En 57 av. J.-C., Boduognat a presque remporté une très grande victoire sur les Romains près d’une rivière appelée Sabis par César. On l’identifie aujourd’hui avec la Selle, un affluent de l’Escaut. L’assaut des Nerviens et de leurs alliés atrébates et viromanduens est si fulgurant que leurs adversaires ne peuvent s’organiser. La cavalerie et l’infanterie légère numides sont piétinées et les Nerviens réussissent à envahir le camp romain. Cela provoque la débandade de la cavalerie trévire, alors alliée à l’armée romaine. Elle regagne ses cités en annonçant la défaite de César. Mais le général romain réussit finalement à retourner la situation à son avantage grâce à deux légions gardées en réserve. César prétend dans ses Commentarii qu’il a exterminé les Nerviens. Ils se soulèveront pourtant plusieurs fois encore contre les forces occupantes.
N’est-ce pas surtout Ambiorix, le Vercingétorix » belge « , qui symbolise la résistance farouche de la Belgique gauloise contre César ?
Le codirigeant des Eburons était un allié de Rome et même un ami personnel de César. En 57 av. J.-C., le proconsul avait en effet libéré le fils et le neveu d’Ambiorix des mains des Aduatuques et avait aboli le tribut dû par les Eburons à ce peuple voisin. Mais, trois ans plus tard, les livraisons forcées de blé aux légions romaines cantonnées dans les territoires belges suscitent un soulèvement général. Non sans ruse, Ambiorix décime une légion et demie près de la forteresse d’Atuatuca, située peut-être à Tongres ou, plus probablement, à Kanne-Caster, au sud de Maastricht. Furieux, César prend sa revanche et écrase pour de bon les tribus belges révoltées. Dans un effort démesuré, il mobilise pas moins de dix légions pour mettre à feu et à sang le pays des Eburons, entre 53 et 51 av. J.-C. La traque des cavaliers romains pour capturer Ambiorix restera toutefois sans résultat.

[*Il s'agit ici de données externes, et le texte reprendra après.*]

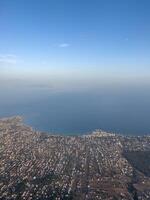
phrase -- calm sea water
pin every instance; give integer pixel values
(123, 110)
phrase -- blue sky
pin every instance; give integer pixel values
(66, 39)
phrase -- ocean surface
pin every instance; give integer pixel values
(73, 112)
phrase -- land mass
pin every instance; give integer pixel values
(98, 166)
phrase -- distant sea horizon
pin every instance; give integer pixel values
(123, 111)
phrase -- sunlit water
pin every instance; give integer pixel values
(124, 110)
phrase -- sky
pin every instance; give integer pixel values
(63, 41)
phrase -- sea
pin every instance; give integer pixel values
(122, 110)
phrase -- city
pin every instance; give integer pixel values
(36, 165)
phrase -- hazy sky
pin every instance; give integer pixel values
(74, 39)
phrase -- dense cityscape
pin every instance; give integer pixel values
(97, 166)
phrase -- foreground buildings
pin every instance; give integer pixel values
(99, 166)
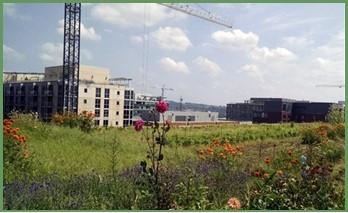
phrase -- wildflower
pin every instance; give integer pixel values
(280, 173)
(294, 161)
(257, 173)
(234, 203)
(138, 125)
(303, 160)
(162, 106)
(168, 123)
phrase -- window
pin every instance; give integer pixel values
(106, 113)
(97, 92)
(106, 104)
(107, 93)
(97, 103)
(97, 113)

Les tribus de nos régions se distinguent-elles des Belges installés au sud de l’actuelle frontière franco-belge ?
Le territoire de la Belgique actuelle n’est pas encore sillonné de routes commerciales et ne compte guère d’oppidums. En revanche, des tribus belges plus méridionales, comme les Rèmes de Champagne, les Suessions de la région de Soissons et les Trévires des environs de la Moselle entretiennent, avant même la guerre des Gaules, un commerce intensif avec les mercatores romains. Exclue du négoce international et des échanges culturels collatéraux, la Belgica du nord n’est, en général, pas portée sur le vin et d’autres articles de luxe du monde méditerranéen. Des communautés comme les Nerviens prohibent d’ailleurs tout ce qui peut nuire à la virilité et à l’endurance des combattants. En fait, les anciens Belges boivent surtout de l’eau !
Pas de bière ?
Les sources classiques indiquent que les classes inférieures gauloises consomment de la cervoise de froment, boisson peut-être comparable en goût à nos bières blanches actuelles.
Et que mangent les » anciens Belges » ?
Du pain, des grains de céréales grillés au-dessus du feu, de la bouillie et des gâteaux de farine. Les principales céréales cultivées sont l’épeautre et l’amidonnier. Le porc est de loin la viande la plus consommée. Les sources mentionnent rarement la chasse au sanglier, stéréotype incarné par Obélix. Le saumon, le silure et le brochet sont abondants dans les cours d’eau et les étangs, où n’existent encore ni truite ni carpe. Les Gaulois du nord mangent aussi des lentilles, des pois, des haricots et des fraises des bois, mais ne connaissent pas les pommes douces, les poires, les prunes, les noix et les carottes. Les arbres fruitiers n’apparaissent chez nous qu’à l’époque gallo-romaine.
Décrits comme des guerriers, les Gaulois sont-ils aussi de bons agriculteurs ?
Contrairement à une idée répandue, ils ne se contentent pas d’une agriculture de subsistance. Le rendement par hectare est, en moyenne, trois fois plus élevé qu’au Moyen Age, un millénaire plus tard ! Voilà pourquoi des tribus comme les Atrébates, les Morins, les Rèmes, les Ambiens et les Nerviens peuvent pourvoir au ravitaillement de milliers de légionnaires en hivernage. L’archéologue britannique Simon James voit même dans le savoir agricole de la Gaule du nord une des raisons de l’invasion et de l’annexion de la Belgica par les Romains. En fait, César est surtout venu occuper nos régions pour contrôler les routes de l’étain et du cuivre.